There seem to be a lot of parallels between Indian cricket, and erm, India.
Till late 80's, both the Indian team and India were largely unheralded/unknown quantities till the late 80's. Then Sam Pitroda-Rajiv Gandhi took some steps in the right direction, broadly the same time at which the Reliance world cup and later SRT happened. Both were the first signs of promise.
Then early 90's, Indian reforms took shape, the ground-work was laid for some breakthrough industries/enterprises that were to come along later. For the team, Kumble came along, Ganguly made an appearance, and Dravid-Laxman started doing their thing in the local circuits. In many ways, the real fruits of the reforms took effect only in the second half of the 90's
Second half of 90's is when we really started hearing about Infosys Wipro, started believing that India could finally compete globally and create high quality institutions. About the time, Ganguly-Dravid appeared. TCS, the old warhorse also joined the mix, ditto SRT (finally now it looked like he might not be the only good guy around). Cognizant/Laxman were the slightly late entrants. 2000-01, India felt the dotcom bust, cricket went through the match-fixing scandal. The Azhar-Satyam parallel is the only one where the timeline does not match :)
Around this time, Pokhran happened and Eden Gardens happened. These expanded the horizons of what-could-be beyond imagination.
Early 2000's, good results all around. Adelaide, Pakistan tour, 2003 WC, etc. Good growth, good infra build up, general feel good factor. Telecom sector came and took the limelight, enter Harbhajan with a bang in his debut series. It looked like we were setting ourselves up for a higher trajectory. India needed newer biggies, the team needed newer names - Sehwag, Yuvraj, Zaheer came up. Auto sector, telecom sector broke through, realty sector also shined.
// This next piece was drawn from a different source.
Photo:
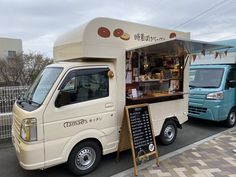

Just when things were fine, we were woken up rudely. 2007 WC debacle, 2008-meltdown. But the rebound was way better than expected. It also helped that we were seen now as relatively better. Australia declined, Pakistan, Windies disappeared, NZ finally ran out of steam, England were in transition, and it was up to India to not fluff its lines. On the global economy, US went into a big recession, Europe was struggling and there were few safe havens. India, part of the emerging market brigade acquitted itself wonderfully, or so it seemed.
The new-age, confident group made a mark in the biggest stage with a WC win and on the other hand Indian market rallied to nearly touch a new high.
But, the reality is that both triumphs were built on weak (longer-term/longer-format) fundamentals (even the metaphors start matching :) ). Just like how decoupling was always a myth, the new all-round fitter+better team was also just a myth. Both have been running low on newer inputs. The old-warhorses are still pulling the engine along. The rising tide had just lifted all boats, in both settings. Both need renewal now. Especially, with a giant recession looming, and huge retirements around the corner.
Most importantly, I think for all the improvements seen, we are now left with a feeling that some of the basics aren't much improved - governance, administration, education, fitness (corruption, bowling stocks). Funnily enough, those of us who have been following both for a while have this vague inexplicable feeling that the promising-but-not-there-yet version of the late 90's had more going for it than the premature we-have-arrived-bring-it-on version of the early 2010's. But hey, things go in cycles. And this is still better than the 80's. :)
The metaphor has held good for another six months. India government practically not functioning and Indian team practically not turning up.